Più si alimenta questa interiorità con energie che sarebbero dovute fluire fuori, più viviamo il senso di separazione dal resto delle cose. Spostare l’attenzione sugli altri significa trovare nuovi stimoli, riattivare l’interesse per il mondo e dissolvere questo solipsismo obbligato all’interno del quale siamo costretti a vivere e a liquefare la coesione sociale privatizzando ogni tipo di esperienza.
L’amicizia come capacità di rispecchiamento dell’uno nell’altro, è una forma di resistenza a questo genere di esclusione forzata al quale volontariamente o involontariamente ci sottoponiamo. L’apertura all’altro è salute. Nell’ottica di un sistema che mette tutto a valore, il tempo dell’ascolto è considerato “improduttivo, una perdita di tempo”, perché le relazioni svolte a questa intensità non sono né quantificabili né monetizzabili.

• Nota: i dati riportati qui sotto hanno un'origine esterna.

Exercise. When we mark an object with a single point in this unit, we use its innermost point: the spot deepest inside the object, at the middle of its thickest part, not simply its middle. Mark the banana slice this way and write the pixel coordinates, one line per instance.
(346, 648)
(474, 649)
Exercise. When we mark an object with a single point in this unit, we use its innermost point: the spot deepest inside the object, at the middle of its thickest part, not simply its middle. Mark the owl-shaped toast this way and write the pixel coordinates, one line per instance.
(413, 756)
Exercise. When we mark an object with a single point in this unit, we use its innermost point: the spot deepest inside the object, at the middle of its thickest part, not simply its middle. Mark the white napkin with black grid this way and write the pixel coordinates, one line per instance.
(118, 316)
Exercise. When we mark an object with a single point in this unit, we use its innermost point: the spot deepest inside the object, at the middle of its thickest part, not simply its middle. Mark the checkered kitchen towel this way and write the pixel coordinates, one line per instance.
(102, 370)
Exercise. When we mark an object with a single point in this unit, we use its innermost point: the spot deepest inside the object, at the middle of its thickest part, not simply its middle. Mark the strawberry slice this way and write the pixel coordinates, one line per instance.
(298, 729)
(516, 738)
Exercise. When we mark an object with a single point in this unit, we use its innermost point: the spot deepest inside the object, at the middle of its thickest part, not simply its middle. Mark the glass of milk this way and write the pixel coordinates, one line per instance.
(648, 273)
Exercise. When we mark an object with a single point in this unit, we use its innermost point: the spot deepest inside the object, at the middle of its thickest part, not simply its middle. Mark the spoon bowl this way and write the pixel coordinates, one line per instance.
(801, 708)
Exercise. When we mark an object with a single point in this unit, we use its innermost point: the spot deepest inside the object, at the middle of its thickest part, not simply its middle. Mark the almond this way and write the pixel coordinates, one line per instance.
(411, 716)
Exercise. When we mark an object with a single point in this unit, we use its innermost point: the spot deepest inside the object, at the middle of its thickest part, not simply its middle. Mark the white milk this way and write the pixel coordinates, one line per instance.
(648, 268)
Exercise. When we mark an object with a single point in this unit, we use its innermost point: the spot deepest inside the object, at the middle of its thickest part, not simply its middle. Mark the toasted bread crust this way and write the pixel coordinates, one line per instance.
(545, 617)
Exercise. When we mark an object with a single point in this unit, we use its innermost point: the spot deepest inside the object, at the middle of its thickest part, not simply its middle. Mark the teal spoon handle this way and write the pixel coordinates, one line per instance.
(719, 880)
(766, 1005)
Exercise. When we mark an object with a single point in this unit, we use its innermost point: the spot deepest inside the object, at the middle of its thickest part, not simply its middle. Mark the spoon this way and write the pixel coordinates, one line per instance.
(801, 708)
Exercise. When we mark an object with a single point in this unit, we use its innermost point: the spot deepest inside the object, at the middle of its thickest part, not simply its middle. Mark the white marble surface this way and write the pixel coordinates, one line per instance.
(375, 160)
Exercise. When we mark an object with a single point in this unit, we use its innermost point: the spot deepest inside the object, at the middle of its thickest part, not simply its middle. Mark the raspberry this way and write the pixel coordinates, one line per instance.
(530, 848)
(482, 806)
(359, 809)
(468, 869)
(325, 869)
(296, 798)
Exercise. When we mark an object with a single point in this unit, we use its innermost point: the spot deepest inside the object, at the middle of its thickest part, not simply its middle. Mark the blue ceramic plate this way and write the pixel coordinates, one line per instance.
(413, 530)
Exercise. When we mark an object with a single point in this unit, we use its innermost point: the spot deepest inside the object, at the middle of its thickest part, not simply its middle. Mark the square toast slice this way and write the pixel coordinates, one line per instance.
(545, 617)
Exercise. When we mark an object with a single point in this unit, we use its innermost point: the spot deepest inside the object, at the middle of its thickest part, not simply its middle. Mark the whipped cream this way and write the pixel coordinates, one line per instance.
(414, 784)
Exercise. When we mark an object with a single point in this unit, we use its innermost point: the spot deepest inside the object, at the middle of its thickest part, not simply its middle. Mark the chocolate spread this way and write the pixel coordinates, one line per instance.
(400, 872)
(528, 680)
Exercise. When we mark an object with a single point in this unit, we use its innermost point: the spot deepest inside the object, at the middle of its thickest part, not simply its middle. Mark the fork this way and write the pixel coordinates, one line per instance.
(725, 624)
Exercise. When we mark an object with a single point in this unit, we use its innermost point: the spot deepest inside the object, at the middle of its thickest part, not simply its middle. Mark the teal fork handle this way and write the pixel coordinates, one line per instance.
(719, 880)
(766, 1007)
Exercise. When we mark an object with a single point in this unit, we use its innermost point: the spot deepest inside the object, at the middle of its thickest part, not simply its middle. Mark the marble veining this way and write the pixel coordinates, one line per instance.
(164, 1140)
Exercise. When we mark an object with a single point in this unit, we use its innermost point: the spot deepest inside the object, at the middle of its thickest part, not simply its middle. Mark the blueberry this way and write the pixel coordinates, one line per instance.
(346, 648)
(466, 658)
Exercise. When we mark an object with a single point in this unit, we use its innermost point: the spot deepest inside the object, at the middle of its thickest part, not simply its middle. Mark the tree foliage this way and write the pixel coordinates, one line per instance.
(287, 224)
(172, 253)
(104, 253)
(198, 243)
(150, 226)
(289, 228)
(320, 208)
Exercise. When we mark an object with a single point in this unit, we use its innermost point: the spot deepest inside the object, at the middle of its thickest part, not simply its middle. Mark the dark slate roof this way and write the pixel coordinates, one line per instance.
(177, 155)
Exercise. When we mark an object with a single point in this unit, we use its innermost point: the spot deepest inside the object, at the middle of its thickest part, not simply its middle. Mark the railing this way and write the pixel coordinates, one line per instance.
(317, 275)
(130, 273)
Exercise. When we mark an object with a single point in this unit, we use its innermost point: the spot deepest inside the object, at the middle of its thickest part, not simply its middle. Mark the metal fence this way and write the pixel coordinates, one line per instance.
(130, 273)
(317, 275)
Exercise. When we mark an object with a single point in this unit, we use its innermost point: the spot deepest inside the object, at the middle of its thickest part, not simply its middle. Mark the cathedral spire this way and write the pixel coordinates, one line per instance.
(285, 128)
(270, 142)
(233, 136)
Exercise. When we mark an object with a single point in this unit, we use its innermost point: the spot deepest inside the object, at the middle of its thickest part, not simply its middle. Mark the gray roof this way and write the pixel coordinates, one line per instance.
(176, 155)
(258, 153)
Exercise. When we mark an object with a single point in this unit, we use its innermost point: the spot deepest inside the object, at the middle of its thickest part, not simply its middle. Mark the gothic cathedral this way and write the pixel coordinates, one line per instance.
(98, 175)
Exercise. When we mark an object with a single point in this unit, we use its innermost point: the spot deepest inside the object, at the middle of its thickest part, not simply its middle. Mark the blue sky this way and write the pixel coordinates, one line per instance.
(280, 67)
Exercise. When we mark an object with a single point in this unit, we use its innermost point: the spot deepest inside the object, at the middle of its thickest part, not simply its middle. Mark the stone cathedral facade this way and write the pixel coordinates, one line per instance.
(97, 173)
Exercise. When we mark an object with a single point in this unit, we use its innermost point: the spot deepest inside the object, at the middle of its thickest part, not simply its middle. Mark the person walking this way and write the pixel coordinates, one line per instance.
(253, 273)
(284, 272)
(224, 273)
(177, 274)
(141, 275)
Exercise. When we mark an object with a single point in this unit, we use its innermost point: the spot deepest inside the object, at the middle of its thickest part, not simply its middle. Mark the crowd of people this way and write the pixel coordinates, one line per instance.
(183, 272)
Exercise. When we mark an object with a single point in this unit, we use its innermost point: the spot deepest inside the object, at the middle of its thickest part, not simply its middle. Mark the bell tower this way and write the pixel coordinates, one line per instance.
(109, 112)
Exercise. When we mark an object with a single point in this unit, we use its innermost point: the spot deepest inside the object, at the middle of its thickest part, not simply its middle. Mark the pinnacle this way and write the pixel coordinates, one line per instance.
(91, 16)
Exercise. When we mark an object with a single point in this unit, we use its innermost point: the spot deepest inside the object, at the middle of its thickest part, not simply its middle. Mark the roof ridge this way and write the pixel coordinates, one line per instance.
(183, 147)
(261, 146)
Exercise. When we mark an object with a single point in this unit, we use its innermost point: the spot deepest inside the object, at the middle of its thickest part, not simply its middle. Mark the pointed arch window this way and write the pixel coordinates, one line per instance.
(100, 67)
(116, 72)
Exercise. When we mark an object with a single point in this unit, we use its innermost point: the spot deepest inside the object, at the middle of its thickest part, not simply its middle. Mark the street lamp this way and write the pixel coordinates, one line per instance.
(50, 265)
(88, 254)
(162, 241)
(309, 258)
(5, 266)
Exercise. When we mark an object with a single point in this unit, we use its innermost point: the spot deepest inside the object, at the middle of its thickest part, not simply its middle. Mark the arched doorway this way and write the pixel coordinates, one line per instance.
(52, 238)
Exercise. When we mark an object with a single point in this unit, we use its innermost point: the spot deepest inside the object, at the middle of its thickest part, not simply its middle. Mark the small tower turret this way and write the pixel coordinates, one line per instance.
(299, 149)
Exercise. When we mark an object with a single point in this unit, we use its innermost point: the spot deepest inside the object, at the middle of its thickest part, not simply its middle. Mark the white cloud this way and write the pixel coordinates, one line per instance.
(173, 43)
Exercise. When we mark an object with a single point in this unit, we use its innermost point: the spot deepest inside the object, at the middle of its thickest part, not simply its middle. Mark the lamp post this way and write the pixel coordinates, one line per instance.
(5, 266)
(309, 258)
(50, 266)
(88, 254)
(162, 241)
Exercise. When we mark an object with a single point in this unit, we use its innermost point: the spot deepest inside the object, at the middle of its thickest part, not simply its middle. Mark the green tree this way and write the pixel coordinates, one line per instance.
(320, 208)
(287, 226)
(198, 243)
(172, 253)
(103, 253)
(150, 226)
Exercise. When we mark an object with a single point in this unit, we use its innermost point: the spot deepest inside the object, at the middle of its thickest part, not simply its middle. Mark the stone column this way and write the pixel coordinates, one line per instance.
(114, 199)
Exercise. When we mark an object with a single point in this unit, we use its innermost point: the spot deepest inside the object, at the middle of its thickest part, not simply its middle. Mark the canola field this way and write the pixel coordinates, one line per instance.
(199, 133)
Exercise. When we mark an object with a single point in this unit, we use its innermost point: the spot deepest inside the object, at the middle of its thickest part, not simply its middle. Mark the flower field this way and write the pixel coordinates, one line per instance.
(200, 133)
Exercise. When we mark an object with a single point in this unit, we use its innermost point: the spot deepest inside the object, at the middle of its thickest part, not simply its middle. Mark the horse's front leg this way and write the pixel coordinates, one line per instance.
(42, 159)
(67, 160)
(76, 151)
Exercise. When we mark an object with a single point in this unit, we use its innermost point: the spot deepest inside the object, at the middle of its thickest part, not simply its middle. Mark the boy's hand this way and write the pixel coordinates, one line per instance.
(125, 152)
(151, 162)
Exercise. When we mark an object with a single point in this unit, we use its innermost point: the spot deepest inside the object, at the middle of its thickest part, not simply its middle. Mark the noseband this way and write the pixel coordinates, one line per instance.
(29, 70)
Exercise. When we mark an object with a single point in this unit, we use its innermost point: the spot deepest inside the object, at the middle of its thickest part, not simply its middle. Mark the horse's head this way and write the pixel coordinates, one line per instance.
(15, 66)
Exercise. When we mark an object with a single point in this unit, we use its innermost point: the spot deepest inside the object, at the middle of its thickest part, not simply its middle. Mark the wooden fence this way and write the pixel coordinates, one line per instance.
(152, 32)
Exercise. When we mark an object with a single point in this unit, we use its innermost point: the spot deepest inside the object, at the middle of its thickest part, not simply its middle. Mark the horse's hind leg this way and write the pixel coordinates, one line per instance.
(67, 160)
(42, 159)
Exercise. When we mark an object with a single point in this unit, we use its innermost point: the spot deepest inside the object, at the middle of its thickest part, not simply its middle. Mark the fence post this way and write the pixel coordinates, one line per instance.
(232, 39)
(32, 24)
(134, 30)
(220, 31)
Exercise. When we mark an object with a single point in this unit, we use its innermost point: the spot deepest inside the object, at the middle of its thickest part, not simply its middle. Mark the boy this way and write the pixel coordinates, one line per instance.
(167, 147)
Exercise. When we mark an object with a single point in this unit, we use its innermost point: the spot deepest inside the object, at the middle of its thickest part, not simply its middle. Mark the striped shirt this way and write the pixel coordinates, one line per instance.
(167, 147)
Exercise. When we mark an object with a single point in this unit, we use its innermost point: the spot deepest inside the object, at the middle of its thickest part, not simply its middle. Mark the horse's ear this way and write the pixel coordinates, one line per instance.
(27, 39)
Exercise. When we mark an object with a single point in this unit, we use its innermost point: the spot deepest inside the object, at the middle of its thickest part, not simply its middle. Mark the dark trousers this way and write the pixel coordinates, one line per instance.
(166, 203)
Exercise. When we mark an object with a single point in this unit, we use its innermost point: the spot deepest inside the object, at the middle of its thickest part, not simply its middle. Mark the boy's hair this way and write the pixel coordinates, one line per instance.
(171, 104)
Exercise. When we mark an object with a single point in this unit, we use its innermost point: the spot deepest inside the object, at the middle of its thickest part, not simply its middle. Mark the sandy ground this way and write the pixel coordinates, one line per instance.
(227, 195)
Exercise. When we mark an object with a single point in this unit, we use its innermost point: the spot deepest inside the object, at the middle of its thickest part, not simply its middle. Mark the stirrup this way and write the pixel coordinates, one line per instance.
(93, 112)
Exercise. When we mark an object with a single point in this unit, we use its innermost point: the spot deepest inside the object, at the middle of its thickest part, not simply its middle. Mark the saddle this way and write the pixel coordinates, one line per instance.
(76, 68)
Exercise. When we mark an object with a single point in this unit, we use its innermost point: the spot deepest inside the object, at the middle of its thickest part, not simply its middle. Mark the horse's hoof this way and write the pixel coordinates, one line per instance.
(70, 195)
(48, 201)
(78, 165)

Anche se il potere ha compreso di poter trarre profitto dalle relazioni, quelle che nascono da un ascolto attivo sono uno dei casi in cui il mercato difficilmente può avere acquisizioni, poiché mette in campo delle profondità che la superficie liscia e operazionale del potere non può raggiungere, bloccando ogni volontà appropriativa sulla vita. Così, immaginare cosa l’altro pensa mentre ci parla, avere la più sincera volontà di capirlo, è un modo per aprire una prossimità all’interno della quale si scopre una vicinanza, un immaginario comune e “gratuito” che non riuscivamo a vedere.